We end by summing it all up and emphasising the rationale of the Project ~ that is, the re-introduction of the Osprey first of all into Central England, and then into the whole of England and Wales. We explain that the only two pairs in Wales this summer both contained birds from Rutland, 11(98) in North Wales and 03(08) in Dyfi. No-one had known that before, even though they have been watching the current Autumnwatch series. We answer questions about the Osprey’s fishing techniques, about the situation in Scotland, about human attitudes towards Ospreys, and many others.
It’s time to stop. Carole proposes a vote of thanks and there is a round of applause (and an envelope containing a kind donation to the Project’s funds). We suggest they might like to come over to Rutland Water in Spring 2012 to see the Ospreys in real life, or maybe an early evening cruise on the ‘Rutland Belle’ with a good chance of seeing one fishing. This is a popular suggestion. One gentleman approaches Michelle and asks if we could possibly do the talk to another organisation of which he is a member. Another lady says how much she has enjoyed it, and ‘how good it is to see such a young person doing such valuable work.’ I think she means Michelle, not me……!
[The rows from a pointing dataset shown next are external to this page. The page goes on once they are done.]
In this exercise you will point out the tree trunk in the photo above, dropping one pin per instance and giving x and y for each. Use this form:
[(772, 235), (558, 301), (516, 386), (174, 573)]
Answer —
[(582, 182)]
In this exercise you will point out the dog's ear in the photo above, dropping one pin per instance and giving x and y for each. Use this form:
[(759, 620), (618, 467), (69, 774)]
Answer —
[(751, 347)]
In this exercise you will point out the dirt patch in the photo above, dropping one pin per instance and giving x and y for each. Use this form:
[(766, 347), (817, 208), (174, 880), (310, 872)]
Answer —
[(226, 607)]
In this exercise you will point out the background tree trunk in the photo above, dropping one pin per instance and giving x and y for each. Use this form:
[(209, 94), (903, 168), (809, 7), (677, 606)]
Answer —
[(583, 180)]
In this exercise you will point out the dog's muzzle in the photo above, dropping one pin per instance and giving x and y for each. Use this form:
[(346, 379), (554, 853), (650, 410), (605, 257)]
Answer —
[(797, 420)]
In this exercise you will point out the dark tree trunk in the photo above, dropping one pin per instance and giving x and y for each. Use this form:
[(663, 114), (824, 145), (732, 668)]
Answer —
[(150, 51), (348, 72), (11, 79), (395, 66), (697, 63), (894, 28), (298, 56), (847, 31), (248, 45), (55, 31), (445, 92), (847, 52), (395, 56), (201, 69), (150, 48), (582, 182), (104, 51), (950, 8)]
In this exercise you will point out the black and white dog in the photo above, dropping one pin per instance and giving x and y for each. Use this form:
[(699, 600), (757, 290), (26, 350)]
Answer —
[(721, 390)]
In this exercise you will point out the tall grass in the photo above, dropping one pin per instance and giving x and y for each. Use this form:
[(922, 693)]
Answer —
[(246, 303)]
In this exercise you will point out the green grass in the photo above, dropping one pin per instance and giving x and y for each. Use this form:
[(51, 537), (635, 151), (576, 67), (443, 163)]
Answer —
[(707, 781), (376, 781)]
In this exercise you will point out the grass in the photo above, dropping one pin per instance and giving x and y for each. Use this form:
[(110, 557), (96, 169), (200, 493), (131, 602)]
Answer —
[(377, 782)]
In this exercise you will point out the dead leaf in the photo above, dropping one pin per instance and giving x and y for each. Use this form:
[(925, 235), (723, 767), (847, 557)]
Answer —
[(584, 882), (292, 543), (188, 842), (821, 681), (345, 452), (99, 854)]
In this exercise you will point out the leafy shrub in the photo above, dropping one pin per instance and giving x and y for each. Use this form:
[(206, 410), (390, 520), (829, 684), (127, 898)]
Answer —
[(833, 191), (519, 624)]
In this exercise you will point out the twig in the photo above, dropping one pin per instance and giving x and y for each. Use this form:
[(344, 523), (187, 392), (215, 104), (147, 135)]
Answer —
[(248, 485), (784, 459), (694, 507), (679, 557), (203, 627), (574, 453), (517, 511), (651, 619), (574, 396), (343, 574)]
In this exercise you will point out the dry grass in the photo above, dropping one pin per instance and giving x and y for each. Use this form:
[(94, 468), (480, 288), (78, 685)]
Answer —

We leave and go back to the cafe where we met early this morning, and have another coffee, and meditate over a good morning’s work. For me, it is an excellent way of ‘staying close’ to the Ospreys even though they are all over 3,000 miles away at present. November can be a dreary month, but not when we can share our enthusiasm and passion with other people like this. I am so grateful to Michelle, Tim and the team for the opportunity to be involved, and to help in a small way. And next week, we’re taking the Osprey story to a group in Leicester, and Michelle has just sent me another e-mail ~ Oundle School want us to talk to their Science Club on January 24th!! And just a few weeks after that……..you guessed it……the Ospreys will be back!